L’Art de la guerre (2000) – Derrière le miroir
Dans L’Art de la guerre, Wesley Snipes incarne Neil Shaw, un espion qui travaille pour les Nations Unies. Lors d’une mission de surveillance, l’agent est accusé d’avoir assassiné l’ambassadeur de Chine.
L’art de travailler avec Wesley Snipes
Au début des années 2000, Wesley Snipes est à l’apogée de sa carrière grâce au succès de Blade. Souhaitant incarner un espion, il produit L’Art de la guerre. Pour mettre en images le film, l’acteur choisit Christian Duguay, un ancien Opérateur caméra, devenu réalisateur de séries B dont les plus gros succès sont les suites de Scanners. La production de L’Art de la guerre doit se faire rapidement, ce qui au départ ne doit pas poser problème au réalisateur canadien réputé pour travailler rapidement et efficacement. Malheureusement, les disputes entre Snipes et Duguay rendent le tournage difficile et nuisent au résultat final : Le film connaît un échec commercial.
Un témoignage de son époque
L’Art de la guerre est un bel exemple des films d’action de la fin des années 90. Il a pour but de mettre en avant son héros, de le montrer aux yeux du public comme invincible, mystérieux et parfait. Cette description convient bien à Wesley Snipes.

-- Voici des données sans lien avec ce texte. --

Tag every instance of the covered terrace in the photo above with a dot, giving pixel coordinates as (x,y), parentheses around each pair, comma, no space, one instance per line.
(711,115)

L’acteur adore rappeler sa supériorité et son intelligence au point de tomber dans l’excès. Il en devient souvent ridicule, notamment dans une scène où son personnage surjoue en réagissant à l’agression d’une de ses collègues. Cette scène ajoutée à des flash-backs sur une musique tragique provoque le sourire chez le spectateur.
Bien que certains tropes aient mal vieilli, dans l’ensemble, cette plongée dans le passé est plutôt agréable. La réalisation brute et toujours en mouvement de Christian Duguay est assez efficace. Hormis les séquences qui glorifient le personnage principal, le film est rythmé et fluide. Le public prend plaisir à suivre les aventures de l’agent Shaw. Duguay utilise fréquemment la steadycam pour placer le spectateur au cœur de l’action.
Il tient généralement lui-même la caméra, mettant à profit son expérience pour aller droit au but. Malgré les interférences dues aux exigences de Wesley Snipes, le metteur en scène parvient à tirer son épingle du jeu et à proposer un peu plus de profondeur au scénario que la simple histoire d’un espion cherchant à prouver son innocence.
Sous surveillance
La mise en scène de Duguay ajoute une dimension supplémentaire à L’art de la guerre. Dès le début du film, le réalisateur explique que le monde change et qu’il ne faut pas se fier aux apparences. Il utilise souvent des écrans pour poser le contexte politique : la Chine, nouvelle grande puissance, inquiète les États-Unis. Duguay place également ses personnages face à des fenêtres et des miroirs, pour illustrer que ce nouveau siècle est celui de la surveillance.
Chaque personnage est traqué par une caméra toujours en mouvement qui ne rate rien. Un climat de paranoïa plane sur le film, Shaw ne peut faire confiance à personne, tout le monde ment et ses certitudes volent en éclats comme les miroirs brisés qui parsèment le long métrage.
Le film dépeint une nouvelle guerre froide, une bataille voyeuriste et mensongère orchestrée par les médias et la politique. Christian Duguay apporte ainsi une réflexion intéressante et tristement prophétique que l’on retrouve dans les productions post 11 septembre.
L’Art de la guerre est une capsule temporelle du début des années 2000, témoin d’un monde et d’un cinéma d’action en pleine transformation qui rendent le culte de la star musclée ridicule. Malgré tout, ce long métrage reste très divertissant et offre un plaisir empreint de nostalgie qu’il serait dommage de manquer.